Traditionally, those have been used to treat prostate cancer. The problem is that flare phenomenon can be problematic for someone with widespread metastatic disease. If you just give an LHRH drug, it stimulates the testosterone for the first two weeks, they’re in that flare phenomenon, and you can cause a lot of pain in the back or potentially paralysis.Firmagon came out after the LHRH drugs, and it is used as an antagonist. It blocks the production of LH from the pituitary gland to the testicles.

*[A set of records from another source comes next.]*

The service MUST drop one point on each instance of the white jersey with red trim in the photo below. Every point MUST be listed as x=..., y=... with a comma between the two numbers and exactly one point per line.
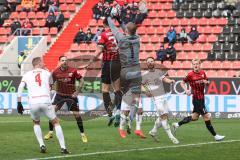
x=38, y=86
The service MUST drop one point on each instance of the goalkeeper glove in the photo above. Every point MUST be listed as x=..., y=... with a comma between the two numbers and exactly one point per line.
x=20, y=108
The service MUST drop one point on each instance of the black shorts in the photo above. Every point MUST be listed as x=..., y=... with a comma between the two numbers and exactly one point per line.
x=199, y=106
x=110, y=71
x=71, y=102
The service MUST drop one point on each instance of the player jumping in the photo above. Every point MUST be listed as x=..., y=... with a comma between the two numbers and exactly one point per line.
x=129, y=46
x=67, y=90
x=197, y=79
x=153, y=82
x=38, y=85
x=107, y=45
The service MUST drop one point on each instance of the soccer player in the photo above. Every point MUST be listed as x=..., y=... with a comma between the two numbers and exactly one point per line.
x=197, y=79
x=68, y=82
x=131, y=79
x=38, y=85
x=153, y=82
x=107, y=46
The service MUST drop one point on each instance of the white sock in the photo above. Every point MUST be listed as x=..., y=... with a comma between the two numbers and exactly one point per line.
x=122, y=121
x=167, y=128
x=157, y=125
x=117, y=112
x=59, y=134
x=138, y=121
x=38, y=134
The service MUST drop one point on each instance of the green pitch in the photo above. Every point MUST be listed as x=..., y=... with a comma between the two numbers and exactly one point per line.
x=17, y=141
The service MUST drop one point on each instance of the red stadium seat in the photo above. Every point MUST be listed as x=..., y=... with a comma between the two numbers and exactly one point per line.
x=202, y=55
x=211, y=73
x=216, y=65
x=181, y=73
x=171, y=73
x=74, y=47
x=186, y=64
x=227, y=65
x=206, y=65
x=221, y=73
x=181, y=56
x=176, y=65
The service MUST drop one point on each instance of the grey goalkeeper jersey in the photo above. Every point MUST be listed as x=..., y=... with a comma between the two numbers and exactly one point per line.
x=129, y=46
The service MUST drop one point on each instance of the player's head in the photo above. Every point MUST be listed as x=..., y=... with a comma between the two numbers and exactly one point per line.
x=105, y=23
x=150, y=62
x=196, y=64
x=131, y=28
x=37, y=62
x=62, y=61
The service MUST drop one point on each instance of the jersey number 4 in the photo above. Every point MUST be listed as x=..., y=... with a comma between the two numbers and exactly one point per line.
x=38, y=79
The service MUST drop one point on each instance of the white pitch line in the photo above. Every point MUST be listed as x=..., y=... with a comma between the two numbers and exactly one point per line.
x=131, y=150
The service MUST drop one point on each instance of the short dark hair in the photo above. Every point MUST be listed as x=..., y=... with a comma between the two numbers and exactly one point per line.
x=105, y=22
x=36, y=61
x=61, y=57
x=131, y=27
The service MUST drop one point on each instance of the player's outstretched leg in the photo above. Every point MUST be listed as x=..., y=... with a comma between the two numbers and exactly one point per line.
x=50, y=133
x=38, y=134
x=210, y=128
x=108, y=106
x=138, y=131
x=117, y=102
x=153, y=132
x=167, y=129
x=80, y=126
x=123, y=120
x=184, y=121
x=60, y=136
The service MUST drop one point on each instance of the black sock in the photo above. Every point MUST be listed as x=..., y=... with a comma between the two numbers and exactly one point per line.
x=50, y=126
x=185, y=120
x=107, y=101
x=80, y=124
x=210, y=127
x=118, y=99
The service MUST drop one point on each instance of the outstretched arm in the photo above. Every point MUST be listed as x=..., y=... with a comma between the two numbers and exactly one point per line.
x=118, y=35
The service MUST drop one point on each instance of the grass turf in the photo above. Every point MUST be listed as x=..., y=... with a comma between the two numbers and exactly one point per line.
x=18, y=141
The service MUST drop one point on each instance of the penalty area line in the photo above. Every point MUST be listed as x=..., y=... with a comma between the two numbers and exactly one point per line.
x=132, y=150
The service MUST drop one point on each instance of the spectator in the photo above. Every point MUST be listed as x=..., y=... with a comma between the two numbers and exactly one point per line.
x=171, y=53
x=14, y=26
x=80, y=37
x=21, y=57
x=53, y=5
x=95, y=38
x=97, y=10
x=171, y=36
x=50, y=21
x=59, y=20
x=43, y=5
x=183, y=36
x=89, y=36
x=28, y=5
x=193, y=35
x=161, y=54
x=26, y=26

So it really is a little cleaner, it doesn't cause this flare phenomenon for two weeks, and that's the real beauty and value of Firmagon.
The problem with Firmagon has been that it traditionally has only had a one-month length of time when you administer it, whereas the LHRH drugs will last 4 to 6 months. Someone treated with Firmagon traditionally has had to come in once a month to get that injection, whereas an LHRH drug, you can give every 4 or 6 months. But I think there are newer versions of Firmagon that are going to be longer-acting. That would obviously then be the best of both worlds. You no longer get that flare phenomenon and you can dose it every 4 or 6 months, or at least every 3 months.If someone comes in and I am worried because they have a very elevated PSA—someone with a PSA of 500 or 1000— and they come in with widespread metastatic disease in their bones, particularly with boney pain or partial paralysis from spinal involvement, I’d be very reluctant to give a drug that’s going to give a flare phenomenon. For those patients we always try to use Firmagon.